With the initiative now approved, Faith Lutheran Church in Forest Lake, will set about constructing a community of tiny houses which it hopes will be occupied by ex-military personnel who have lost their homes.
The project, titled "Sacred Settlement," is due to be completed by 2021 and will involve the building of several fit-for-purpose miniature houses.
"We have a lot of members who have served or are actively in the military," the church's senior pastor, John Klawiter, told the Christian Post. "We have a newly established veterans committee that will walk alongside any of the veterans that live in the Sacred Settlement."
Klawiter added that his church has "a long history of helping support homeless ministry," and, as such, the project completely aligns with the congregation's values.
A development team will now work in conjunction with an architect to ensure that the buildings are erected in an appropriate area of the church's property.

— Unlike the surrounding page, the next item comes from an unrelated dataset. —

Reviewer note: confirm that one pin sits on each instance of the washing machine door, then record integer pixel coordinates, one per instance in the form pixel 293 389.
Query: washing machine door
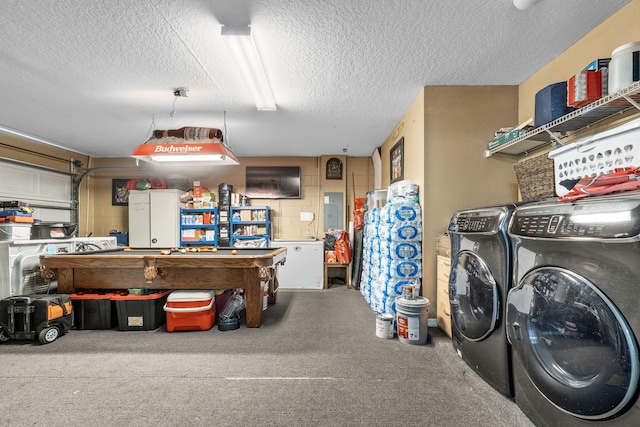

Alongside having their own private living quarters, the beneficiaries of the project will be able to enjoy a shared kitchen and dining areas, laundry rooms, gardens, workshops and gathering areas.
"This community will be well designed and intentional in how the houses are configured to be aesthetically pleasing and to provide a sense of community within our community," Klawiter added, noting that the Sacred Settlement is "not meant to be transitional housing, but a permanent community that brings community and belonging for the residents in a dignified and supportive place to call home."
In order to bring the project to fruition, the church will partner with a local homeless advocacy group called "Settled".
"We're so excited to take the first step in partnering with Settled on this visionary work of building a new kind of community for the homeless," Pastor Klawiter said in a statement posted to the church's website. "The members of our congregation are deeply invested in the mission of the church, including the Scriptural command to care for the poor, and that starts with the people living in crisis in our own neighborhood. If we can use our resources-physical, emotional, and spiritual-to make crucial contributions in establishing Settled's first community site, we may light the way for other communities of faith to follow."
Responding to the announcement, Settled co-founder Gabrielle Clowdus said her company was "thrilled to have found a community willing to expand its borders and open its arms, welcoming and engaging with persons experiencing homelessness".
"Central to our approach is providing a community where people can heal and form attachments-and that community must include both the housed and unhoused."
"It's a leap of faith to jump into this ministry," Klawiter concluded, "but we know that God's continued presence is at the heart of this opportunity to alleviate the growing concerns of those experiencing chronic homelessness."